Demokratik Açılım ve komşu ülkelerle geliştirilen ikili ilişkiler, kısa vadede kimi sancılı durumlar yaratma potansiyeline sahip olsa da, uzun vadede Türkiye’nin istikrarlı bir ülke olmasına katkı sağlayacaktır. İçeride ve dışarıda sorunlarını çözme iradesi göstermiş ve onları kontrol altına almış bir Türkiye’nin, yapısal nitelik arz eden iktisadi, toplumsal, siyasal ve kültürel sorunlarının çözümüne yoğunlaşması çok daha kolay olacak.

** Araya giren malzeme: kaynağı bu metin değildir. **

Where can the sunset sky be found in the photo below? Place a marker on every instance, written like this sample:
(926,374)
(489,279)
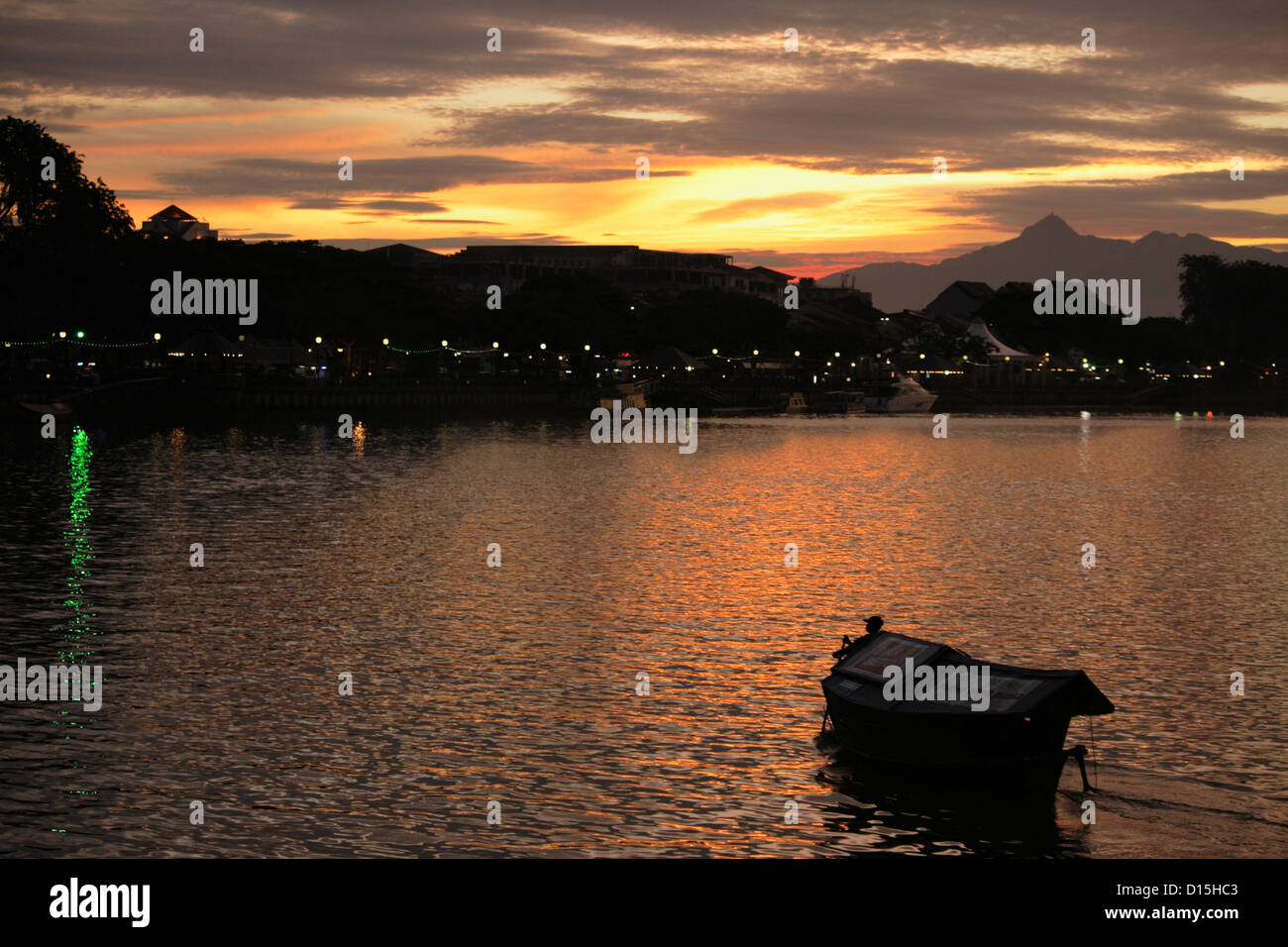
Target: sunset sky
(806,161)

Tek bir açılımdan değil, birbiriyle ilintili, her biri diğerini besleyecek ve onun sayesinde anlam ve kuvvet bulacak pek çok açılımdan bahsetmek daha doğru. Şu an için, Kürt Açılımı, tartışmalarda diğerlerine göre daha merkezî bir yer işgal ediyorsa da, aslında o da daha bütünlüklü bir açılımın parçalarından biri. Daha doğrusu, tüm bu açılımlar çok daha büyük ve bütünlüklü bir “Türkiye Açılımı’nın ipuçları mahiyetinde. Zira bir-örnekleştirici bir zihniyet yönetiminde bugünlere gelen Türkiye, bundan sonra o bir-örneklik (tek-tiplik)dayatıldığında bütünüyle dağılma tehlikesiyle karşı karşıya kalabilir. Geliştirilebilecek en sağlıklı ve akıllı siyaset, ülkedeki tüm kimliklerin bir şekilde kendilerini ifade edebilecekleri bir zemin oluşturmak, dahası, oluşumuna bu toplumda yaşayan her bir kesimin müdahil olduğu ve kendisine yansıtıldığına inanabileceği ortak yeni bir kimlik inşa etmek. Bu elbette, üzerinde mutabakat sağlanabilecek birleştirici ortak noktaların öne çıkarılmasıyla mümkün. Osmanlı’nın son dönemlerinden itibaren uygulanmaya başlanmış, farklı biçimler kazanmak suretiyle Cumhuriyet devrinde de sürdürülmüş etnisite merkezli parçalayıcı yaklaşımlarda ısrar etmekle bu ortak kimliğin üretilme şansı hiç yok. Dolayısıyla sorun yalnızca, önceki kadroların siyaset yapma tarzlarında bulunmuyor. Belki de, bütün bir Cumhuriyet dönemi için seçilen ana yörüngede bir problem olduğu daha doğru bir tespit olacaktır.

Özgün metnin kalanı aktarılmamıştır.